The answer, as you might have guessed, is both. The difference is in the type of tools and algorithms being deployed and the results that are being sought - but, in both cases, machine learning and data science provide invaluable help in getting people access to clean, safe drinking water.
Let’s take a look at two very different applications of water tech. One is for a water utility that is attempting to improve its systems to ensure that clean, safe water continues to flow to the citizens of the city and the other is for a small, rural community that needs cheap, reliable access to clean water. Interestingly, while the goals and requirements of both these applications are very different, the thread that connects both of them is machine learning.
Today, we’ll talk about the challenges the water utility faced and how machine learning and data science were brought to bear on the problem. Next time, we’ll talk about the small, decentralized system - a portable desalination system in a suitcase!

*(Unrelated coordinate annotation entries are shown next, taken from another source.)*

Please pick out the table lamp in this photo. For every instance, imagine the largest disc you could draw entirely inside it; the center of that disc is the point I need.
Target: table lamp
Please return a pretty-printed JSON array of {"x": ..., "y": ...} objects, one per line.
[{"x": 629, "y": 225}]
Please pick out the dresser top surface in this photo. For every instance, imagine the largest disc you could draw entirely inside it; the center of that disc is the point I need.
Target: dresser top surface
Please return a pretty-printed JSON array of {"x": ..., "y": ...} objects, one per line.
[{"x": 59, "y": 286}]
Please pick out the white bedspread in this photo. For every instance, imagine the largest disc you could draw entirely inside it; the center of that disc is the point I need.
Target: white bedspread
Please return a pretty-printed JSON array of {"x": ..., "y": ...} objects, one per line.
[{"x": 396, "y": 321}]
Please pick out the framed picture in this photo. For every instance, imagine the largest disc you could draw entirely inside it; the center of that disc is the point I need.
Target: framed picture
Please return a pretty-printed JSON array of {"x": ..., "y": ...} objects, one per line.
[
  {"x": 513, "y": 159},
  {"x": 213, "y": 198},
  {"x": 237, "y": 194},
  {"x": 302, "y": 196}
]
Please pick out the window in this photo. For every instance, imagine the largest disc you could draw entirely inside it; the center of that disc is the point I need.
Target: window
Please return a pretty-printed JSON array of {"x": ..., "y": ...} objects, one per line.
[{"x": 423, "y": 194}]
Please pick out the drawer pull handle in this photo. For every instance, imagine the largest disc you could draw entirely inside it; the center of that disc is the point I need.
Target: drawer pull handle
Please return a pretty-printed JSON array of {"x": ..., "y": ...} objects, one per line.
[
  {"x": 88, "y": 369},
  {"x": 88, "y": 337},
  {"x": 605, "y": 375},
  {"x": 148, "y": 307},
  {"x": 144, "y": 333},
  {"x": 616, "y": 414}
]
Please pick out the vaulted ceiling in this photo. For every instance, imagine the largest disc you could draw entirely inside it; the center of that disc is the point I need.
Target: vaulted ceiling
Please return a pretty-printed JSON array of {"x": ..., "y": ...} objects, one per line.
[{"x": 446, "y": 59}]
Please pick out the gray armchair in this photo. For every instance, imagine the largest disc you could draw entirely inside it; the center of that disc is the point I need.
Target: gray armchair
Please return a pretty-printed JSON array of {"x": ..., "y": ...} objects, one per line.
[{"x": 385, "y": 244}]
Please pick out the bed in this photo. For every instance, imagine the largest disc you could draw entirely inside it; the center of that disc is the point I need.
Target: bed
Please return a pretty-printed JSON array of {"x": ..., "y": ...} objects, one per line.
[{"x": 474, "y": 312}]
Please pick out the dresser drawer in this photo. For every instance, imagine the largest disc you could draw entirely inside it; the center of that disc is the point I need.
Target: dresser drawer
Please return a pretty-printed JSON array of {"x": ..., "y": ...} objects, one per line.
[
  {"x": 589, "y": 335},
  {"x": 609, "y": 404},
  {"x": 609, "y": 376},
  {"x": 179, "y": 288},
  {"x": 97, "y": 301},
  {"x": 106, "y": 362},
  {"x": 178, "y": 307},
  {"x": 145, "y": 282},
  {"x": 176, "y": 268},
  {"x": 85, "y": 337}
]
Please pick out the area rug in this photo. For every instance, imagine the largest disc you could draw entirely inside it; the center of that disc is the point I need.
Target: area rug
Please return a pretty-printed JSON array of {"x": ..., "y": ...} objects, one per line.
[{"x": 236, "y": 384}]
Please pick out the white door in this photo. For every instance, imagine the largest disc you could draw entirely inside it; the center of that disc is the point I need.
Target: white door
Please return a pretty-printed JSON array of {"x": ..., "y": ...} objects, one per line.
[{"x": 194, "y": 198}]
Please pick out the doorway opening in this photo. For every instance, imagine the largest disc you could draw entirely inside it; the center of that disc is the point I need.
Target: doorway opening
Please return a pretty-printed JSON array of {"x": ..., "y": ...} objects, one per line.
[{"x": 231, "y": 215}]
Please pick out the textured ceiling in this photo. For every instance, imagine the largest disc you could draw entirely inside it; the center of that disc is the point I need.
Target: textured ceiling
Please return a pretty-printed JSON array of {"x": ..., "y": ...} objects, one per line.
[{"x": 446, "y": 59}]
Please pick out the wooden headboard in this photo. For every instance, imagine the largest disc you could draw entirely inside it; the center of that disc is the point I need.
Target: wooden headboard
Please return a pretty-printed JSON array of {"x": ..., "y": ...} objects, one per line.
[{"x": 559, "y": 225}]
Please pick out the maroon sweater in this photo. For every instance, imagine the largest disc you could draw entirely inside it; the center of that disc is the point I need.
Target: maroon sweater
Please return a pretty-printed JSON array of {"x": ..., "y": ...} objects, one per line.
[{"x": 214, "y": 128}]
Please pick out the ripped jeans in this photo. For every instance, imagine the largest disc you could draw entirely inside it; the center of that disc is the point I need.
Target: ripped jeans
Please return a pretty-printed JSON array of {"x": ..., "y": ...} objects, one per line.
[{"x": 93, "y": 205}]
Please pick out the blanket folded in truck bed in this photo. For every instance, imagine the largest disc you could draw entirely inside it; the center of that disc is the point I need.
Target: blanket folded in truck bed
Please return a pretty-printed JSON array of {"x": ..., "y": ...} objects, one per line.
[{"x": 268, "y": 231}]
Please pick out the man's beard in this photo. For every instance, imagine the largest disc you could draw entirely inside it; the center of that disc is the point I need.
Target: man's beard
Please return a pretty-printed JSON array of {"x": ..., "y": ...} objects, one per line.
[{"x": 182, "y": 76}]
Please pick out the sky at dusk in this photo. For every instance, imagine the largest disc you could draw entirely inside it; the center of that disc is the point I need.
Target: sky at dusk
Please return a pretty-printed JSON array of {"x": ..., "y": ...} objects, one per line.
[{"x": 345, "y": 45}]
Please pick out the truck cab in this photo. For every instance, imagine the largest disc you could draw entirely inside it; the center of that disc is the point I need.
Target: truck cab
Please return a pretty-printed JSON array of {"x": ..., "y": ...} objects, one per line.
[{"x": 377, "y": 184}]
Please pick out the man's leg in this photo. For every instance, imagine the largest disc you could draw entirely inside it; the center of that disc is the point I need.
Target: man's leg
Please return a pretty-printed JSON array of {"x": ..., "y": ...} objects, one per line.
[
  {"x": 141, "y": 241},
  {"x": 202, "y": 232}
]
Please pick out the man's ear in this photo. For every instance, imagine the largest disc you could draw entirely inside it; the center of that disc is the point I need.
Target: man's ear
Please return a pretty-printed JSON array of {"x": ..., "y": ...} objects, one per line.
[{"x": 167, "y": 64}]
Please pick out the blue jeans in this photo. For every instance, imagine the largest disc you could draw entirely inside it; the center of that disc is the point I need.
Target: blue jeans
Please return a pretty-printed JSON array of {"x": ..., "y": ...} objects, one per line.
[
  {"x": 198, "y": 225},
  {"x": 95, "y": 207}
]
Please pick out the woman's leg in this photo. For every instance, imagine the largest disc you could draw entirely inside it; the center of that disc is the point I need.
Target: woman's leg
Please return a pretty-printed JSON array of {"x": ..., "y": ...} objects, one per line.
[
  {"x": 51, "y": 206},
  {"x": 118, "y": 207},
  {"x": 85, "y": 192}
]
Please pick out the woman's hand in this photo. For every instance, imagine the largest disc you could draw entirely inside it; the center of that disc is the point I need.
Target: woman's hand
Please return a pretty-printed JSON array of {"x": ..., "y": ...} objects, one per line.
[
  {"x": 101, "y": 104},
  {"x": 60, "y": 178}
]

Probably the most common challenge water and wastewater utilities face is how to manage their “invisible” assets - the pipes, connectors and valves that comprise the pipeline infrastructure. In many cities around the world, this infrastructure was built 50-100 years ago and are often buried underground. Figuring out which pipes are at risk, which ones need to be replaced, what kind of maintenance might be required and when to schedule it can be challenging. If repairs and maintenance are left for too long, there could be breakages or contamination problems and members of the community would no longer have access to clean water. However, if systems are replaced prematurely, the utility loses money. Also, if there are errors in choosing which parts of the system to replace - older, riskier pipes may still remain in place which would increase the risk to the community’s water.
So, how do we solve this problem?
Typically, utilities use historical data and knowledge about the pipeline network to determine which pipes are the oldest and hence contributing the most risk to the system, manually monitor those pipes, and then replace them either when a breakage looks imminent or on a specific schedule.
This is the kind of system where data science and machine learning can often make a huge difference - but how is it done?
First question - what kinds of data are available that are relevant to solving the problem of managing utility infrastructure and risk? There’s historical data on pipeline locations, pipe size, materials and the time of installation; sensor data on water flow through and pressure in the pipes; and satellite data on ground conditions, weather, population dynamics, and buildings served by the pipelines.
Second question - how can all these data be integrated and models built to produce useful results? There are several approaches that can be taken depending on quickly the answer is needed and the level of accuracy that is sufficient to make a decision.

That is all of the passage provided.